The college is setting its sights on accommodating the area's changing industrial and business needs, which is where the 10-year master plan comes in.
Butler highlighted two parts of that vision: corporate training and conference accommodations, and a regional public service training facility.
The former is already under way, after VC realized it was having to turn away several requests from businesses to use its facilities for a corporate meeting space.
Hence, the Corporate Training Room. Housed in the school's academic building, the room offers tables and chairs to seat up to 48 people, with flat-screen televisions at every glance.

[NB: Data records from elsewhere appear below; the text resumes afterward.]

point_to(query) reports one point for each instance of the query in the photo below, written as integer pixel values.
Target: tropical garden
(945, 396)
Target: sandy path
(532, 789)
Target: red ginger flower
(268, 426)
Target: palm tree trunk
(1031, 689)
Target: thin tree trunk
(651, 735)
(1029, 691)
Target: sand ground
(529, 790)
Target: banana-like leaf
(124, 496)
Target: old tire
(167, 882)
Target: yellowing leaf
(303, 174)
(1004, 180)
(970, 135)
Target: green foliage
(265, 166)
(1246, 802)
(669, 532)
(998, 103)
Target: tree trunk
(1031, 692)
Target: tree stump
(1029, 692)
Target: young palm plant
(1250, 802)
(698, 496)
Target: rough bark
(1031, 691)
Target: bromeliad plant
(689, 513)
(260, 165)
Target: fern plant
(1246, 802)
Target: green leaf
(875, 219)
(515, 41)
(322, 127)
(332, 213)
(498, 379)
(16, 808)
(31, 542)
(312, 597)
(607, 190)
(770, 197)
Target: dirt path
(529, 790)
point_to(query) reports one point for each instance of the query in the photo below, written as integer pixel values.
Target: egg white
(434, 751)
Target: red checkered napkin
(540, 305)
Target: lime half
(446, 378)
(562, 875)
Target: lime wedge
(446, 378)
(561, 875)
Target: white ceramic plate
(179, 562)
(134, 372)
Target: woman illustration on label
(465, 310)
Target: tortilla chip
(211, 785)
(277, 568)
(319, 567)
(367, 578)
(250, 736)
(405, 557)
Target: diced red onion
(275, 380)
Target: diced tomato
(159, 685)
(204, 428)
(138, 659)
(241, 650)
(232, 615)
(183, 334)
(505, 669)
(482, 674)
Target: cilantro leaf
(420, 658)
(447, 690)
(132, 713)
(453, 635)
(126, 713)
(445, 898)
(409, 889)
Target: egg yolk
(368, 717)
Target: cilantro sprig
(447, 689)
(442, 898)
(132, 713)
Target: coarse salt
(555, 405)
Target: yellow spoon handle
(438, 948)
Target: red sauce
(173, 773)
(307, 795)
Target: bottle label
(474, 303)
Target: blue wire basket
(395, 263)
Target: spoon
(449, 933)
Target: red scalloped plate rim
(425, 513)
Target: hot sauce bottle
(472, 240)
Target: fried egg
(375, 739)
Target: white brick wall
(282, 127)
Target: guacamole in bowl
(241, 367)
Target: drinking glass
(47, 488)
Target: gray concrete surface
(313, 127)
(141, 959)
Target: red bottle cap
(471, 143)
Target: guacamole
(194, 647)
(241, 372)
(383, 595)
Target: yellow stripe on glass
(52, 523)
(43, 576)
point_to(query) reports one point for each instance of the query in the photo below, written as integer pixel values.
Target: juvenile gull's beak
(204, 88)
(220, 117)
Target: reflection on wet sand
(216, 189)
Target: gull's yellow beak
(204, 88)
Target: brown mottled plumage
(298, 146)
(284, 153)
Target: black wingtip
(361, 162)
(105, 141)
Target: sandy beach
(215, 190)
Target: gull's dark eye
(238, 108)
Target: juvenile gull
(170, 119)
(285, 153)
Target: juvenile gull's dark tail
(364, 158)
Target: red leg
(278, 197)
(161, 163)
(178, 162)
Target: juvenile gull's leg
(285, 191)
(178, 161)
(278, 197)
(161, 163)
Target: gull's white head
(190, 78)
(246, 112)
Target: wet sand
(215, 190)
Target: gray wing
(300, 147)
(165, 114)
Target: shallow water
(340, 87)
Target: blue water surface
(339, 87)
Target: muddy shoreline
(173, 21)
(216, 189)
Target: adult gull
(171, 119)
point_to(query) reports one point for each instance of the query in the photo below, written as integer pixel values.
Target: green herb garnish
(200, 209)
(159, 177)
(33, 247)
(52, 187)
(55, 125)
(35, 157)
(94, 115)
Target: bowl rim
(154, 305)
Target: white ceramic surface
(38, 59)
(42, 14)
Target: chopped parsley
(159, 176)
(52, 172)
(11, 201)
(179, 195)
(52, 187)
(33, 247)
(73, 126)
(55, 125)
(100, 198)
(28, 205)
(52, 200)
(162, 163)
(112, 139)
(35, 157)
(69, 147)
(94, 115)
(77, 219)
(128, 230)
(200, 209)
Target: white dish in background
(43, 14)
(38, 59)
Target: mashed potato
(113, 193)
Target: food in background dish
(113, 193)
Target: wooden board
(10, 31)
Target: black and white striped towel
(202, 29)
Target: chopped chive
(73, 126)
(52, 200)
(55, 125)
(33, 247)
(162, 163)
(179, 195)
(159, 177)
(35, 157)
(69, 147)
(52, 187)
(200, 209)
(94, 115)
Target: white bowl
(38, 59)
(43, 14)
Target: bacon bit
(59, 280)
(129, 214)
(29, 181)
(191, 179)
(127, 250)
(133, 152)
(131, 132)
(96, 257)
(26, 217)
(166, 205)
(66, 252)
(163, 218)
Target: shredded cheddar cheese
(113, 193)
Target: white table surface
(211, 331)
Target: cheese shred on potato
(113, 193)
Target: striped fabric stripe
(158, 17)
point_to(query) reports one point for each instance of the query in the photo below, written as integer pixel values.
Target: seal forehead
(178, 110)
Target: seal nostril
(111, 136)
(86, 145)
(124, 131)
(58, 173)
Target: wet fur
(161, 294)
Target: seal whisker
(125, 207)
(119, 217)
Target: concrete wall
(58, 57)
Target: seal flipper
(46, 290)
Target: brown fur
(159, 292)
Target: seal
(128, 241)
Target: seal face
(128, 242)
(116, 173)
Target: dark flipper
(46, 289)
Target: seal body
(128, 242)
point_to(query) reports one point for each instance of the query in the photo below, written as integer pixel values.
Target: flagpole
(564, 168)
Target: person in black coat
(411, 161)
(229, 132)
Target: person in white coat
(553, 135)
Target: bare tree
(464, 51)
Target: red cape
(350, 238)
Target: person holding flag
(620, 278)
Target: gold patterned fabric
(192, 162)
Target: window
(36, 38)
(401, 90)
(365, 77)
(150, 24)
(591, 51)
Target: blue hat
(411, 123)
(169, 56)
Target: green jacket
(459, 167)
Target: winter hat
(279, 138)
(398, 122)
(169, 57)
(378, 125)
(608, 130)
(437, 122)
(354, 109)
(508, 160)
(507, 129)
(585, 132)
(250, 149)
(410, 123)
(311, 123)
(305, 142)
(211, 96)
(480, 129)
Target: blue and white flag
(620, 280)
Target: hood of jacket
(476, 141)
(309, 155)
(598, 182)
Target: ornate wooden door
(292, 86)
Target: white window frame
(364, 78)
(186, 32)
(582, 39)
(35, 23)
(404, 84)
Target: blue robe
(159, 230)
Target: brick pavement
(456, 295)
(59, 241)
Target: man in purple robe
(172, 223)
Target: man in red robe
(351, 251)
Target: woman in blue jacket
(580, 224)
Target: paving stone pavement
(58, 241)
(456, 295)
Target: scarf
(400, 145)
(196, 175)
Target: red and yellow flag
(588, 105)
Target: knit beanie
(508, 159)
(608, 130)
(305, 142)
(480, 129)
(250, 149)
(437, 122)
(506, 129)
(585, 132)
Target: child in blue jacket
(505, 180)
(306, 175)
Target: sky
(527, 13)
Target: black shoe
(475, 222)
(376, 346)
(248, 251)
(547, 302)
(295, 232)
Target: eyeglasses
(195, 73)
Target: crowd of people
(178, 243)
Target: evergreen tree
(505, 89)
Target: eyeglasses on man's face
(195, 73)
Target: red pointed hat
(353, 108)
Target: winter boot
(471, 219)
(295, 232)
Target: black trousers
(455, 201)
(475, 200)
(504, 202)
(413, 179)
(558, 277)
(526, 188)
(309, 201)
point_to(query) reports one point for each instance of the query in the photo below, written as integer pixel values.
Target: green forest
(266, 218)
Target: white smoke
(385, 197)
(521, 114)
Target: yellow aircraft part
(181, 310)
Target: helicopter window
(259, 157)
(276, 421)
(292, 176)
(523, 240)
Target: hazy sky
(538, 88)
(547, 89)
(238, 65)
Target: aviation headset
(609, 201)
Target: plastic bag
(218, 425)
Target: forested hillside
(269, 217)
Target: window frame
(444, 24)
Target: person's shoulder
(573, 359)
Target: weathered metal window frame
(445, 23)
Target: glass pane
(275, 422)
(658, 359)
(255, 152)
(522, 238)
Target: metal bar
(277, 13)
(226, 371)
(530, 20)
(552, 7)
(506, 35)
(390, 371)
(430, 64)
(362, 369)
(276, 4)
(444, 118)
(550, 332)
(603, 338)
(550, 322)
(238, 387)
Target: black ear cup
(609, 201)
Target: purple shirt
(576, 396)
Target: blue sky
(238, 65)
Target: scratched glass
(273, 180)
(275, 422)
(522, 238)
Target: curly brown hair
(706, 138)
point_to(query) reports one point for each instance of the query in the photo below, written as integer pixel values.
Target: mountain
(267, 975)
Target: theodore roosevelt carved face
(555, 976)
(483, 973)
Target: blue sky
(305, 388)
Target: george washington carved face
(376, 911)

It's open for reservations and is the current location of VC's board meetings.
The more ambitious project Butler presented was a business training center.
A layout of the 80,000-square-foot facility showed space for manufacturing, trucking, rapid response and welding training, among other things.
"We're getting huge demands for people who want welders, and we're not positioned to be able to deliver," Butler said.
The center, which Butler said he imagines being built off-campus, would provide space to train the types of workers specifically needed by area companies.
"When our economic development folks are bringing people to town, this will be their first stop," Butler said of the building.
Plans for a new training center are in the early stages.
So for the immediate future, Butler said VC is developing new curriculum consistent with the needs of area businesses that will hopefully earn the college grants to pursue its plans.
The prospects pleased Randy Vivian, president of the Chamber of Commerce.
"Anytime you can offer more services, you're going to get more business," he said.
Instead of Victorians being sent off to train for local jobs, Vivian said VC can continue to offer a low-cost education at home.
Vivian is also on board with the idea of attracting small corporate conferences to Victoria.
"Victoria could become known for that, especially with our strategic location," he said.